Work: finally learning to say no!

Workload: making the right decision

You are always the first to arrive, and the last to come. You take charge of files that others do not have time to complete, you train all the trainees, and you even come on weekends during rush periods.

Result: you are exhausted nervously and physically. Let’s not even talk about your personal life, which is also taking a hell of a beating. You know very well that you will not be able to operate like this for a long time without breaking down. You cannot continue to sacrifice your health, your marriage, your family, or all three. It’s up to you to make the right decision. That oflearn to say no. Or rather, learn to say yes under certain conditions!

Do you love your job? One more reason not to let yourself be swallowed up. First, list the daily tasks that concern you. Are they in line with those for which you were hired?

Review your job description, or your contract, try to visualize the margin you have. This will help you put things into perspective. « Regarding the tasks assigned by your boss, try to identify what is normal collaboration or abuse of power. If the limits seem exceeded, you can contact your union for information. You have your own subjective helpfulness slider based on your availability which is not the same as that of the neighbor », Advises Karine Thomine-Desmazures. It’s up to you to know when this slider is exceeded. Trust yourself.

Adopt the technique of rambling. You said no, it’s no. Whichever way you are asked to do it. Always respond courteously, turn things the way you want, but stick to your positions. Do not enter the vicious circle of justifications. You would thus show the other that you are not really convinced of the merits of your refusal and he would only have to rush into the loophole. Even if you feel guilty, take it upon yourself not to show it. You may say that you are sorry, but be calm and seemingly confident. Specify that you have other prioritys, which are just as important as those of your interlocutor. Your refusal to do too much, to work like crazy to meet crazy deadlines is legitimate. Once you are convinced of it, you will have no trouble convincing others, and without even alienating them!

Work: understand what drives us to always accept everything

What drives you to always accept everything? This is the question you must ask yourself. You don’t want to end up in the crosshairs of your management if you refuse. You have kids, and you feel like you have to do twice as much so as not to be suspected of putting them before your job. You have the feeling that you still have everything to prove, you are a perfectionist, anxious. You don’t want to delegate anything, lest the job get done the way you want it to. Why can’t you let go of anything except your peace of mind? Most of the time it isa hidden guilt that your boss takes advantage of, more or less unconsciously. Once you have identified the fears that condition your reflexes, it is time to act on them.

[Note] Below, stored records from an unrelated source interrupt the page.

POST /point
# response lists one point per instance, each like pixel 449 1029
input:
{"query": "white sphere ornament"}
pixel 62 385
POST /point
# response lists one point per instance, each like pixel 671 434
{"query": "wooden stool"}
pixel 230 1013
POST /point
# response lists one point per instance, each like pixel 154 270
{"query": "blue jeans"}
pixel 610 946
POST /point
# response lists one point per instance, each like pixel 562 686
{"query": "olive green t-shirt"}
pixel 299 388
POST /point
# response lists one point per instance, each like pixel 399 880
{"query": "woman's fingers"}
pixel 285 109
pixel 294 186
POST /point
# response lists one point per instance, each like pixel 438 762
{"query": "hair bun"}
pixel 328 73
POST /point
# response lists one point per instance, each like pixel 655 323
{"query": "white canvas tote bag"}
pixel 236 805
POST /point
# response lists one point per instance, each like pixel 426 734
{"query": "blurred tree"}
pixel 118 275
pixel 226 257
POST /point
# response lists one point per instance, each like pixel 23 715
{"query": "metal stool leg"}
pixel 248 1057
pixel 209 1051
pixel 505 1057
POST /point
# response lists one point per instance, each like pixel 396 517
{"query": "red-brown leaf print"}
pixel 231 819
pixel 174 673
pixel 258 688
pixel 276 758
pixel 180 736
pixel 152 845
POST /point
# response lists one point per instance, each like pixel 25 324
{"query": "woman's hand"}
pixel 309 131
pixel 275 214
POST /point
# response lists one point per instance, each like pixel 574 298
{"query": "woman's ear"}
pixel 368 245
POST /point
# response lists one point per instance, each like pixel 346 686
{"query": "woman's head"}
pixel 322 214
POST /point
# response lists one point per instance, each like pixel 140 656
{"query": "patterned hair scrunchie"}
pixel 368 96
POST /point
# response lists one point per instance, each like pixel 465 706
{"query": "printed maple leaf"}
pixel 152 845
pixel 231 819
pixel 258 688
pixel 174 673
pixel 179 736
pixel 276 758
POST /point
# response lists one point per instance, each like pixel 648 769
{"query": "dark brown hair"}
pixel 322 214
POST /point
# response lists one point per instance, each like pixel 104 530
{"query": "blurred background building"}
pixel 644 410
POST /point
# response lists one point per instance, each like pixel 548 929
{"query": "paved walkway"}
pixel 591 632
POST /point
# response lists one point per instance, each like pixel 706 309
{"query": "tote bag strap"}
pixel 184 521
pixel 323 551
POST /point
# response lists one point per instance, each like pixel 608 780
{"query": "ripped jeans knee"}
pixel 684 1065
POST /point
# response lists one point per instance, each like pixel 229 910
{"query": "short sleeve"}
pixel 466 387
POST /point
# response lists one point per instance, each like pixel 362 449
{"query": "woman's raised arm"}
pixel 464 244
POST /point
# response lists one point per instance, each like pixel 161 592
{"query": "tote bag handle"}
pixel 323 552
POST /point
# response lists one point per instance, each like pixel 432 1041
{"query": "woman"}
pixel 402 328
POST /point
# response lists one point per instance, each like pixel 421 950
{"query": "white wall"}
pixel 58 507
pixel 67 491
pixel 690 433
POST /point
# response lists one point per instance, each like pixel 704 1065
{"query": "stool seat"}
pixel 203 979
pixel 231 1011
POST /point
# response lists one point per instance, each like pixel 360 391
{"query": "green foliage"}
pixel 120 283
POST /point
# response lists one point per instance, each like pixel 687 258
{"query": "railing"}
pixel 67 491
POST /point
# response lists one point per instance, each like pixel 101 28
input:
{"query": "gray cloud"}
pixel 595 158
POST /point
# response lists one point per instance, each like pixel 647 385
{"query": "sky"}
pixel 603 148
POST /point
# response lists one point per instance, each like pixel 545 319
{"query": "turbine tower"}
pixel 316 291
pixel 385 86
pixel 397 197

How can you restore the balance to your advantage? You should proceed with the method and the organization that you put into everything. What are the specific situations where you could have handled extra work differently without putting yourself in danger? ” When a colleague asks you to help him or her, you can employ what is called in IT, the escalation procedure. », Specifies Karine Thomine-Desmazures. Analyze the situation, the need according to the person who asks for it.

It is about learning to say yes under certain conditions. Three situations can arise: your employee does not have time to do, does not know how to do or does not want to do. In the latter case, you can say no right away! If it’s an emergency, you can help out depending on your availability. If it’s a skill deficiency, and depending on your status, you can tell the person to go to a senior. Otherwise, explain the method and let the person do it first. Finally, you can do with the person, but manage well and delimit this help in time. If the situation repeats itself, it is advisable to take stock and rethink the situation.

Workload: talk about it with your boss and colleagues

If you “change your personality” overnight without warning, your boss may take it as a personal attack. Instead, make an appointment to discuss the problem. Do things by email to keep track, you never know. Prepare for this interview carefully. Introduce yourself with constructed arguments, give examples, and calmly explain why it doesn’t work for you anymore. As you are a person of good will, do not hesitate to suggest alternative solutions and suggest new ways of working.

Why not improve the organization of the team, for example? Do you have any good ideas to make the service easier to operate without taking care of everything? Share them! Often a boss asks just that. You set your limits on one side (and as with children, setting limits is structuring for everyone!) And bring added value on the other.

As we told you, you are not going to be able to brutally “break” your pattern without making your colleagues or your boss react, accustomed to your flexibility (yes!) And your providential availability. We don’t tell you to send an internal memo to announce your good resolutions, but to make a little effort in diplomacy and communication.

Expect amazement first, then resistance! People are not going to understand that you stop doing the work for them. Everyone will have to question themselves. Your approach risks exposing the weaknesses of the service, which you correct at your level. Which will force you to agree to modify your personal image. You are not perfect, you are not here to save the world. You will have to deal with your misplaced pride. This is the price to pay for a little more peace of mind in the long run.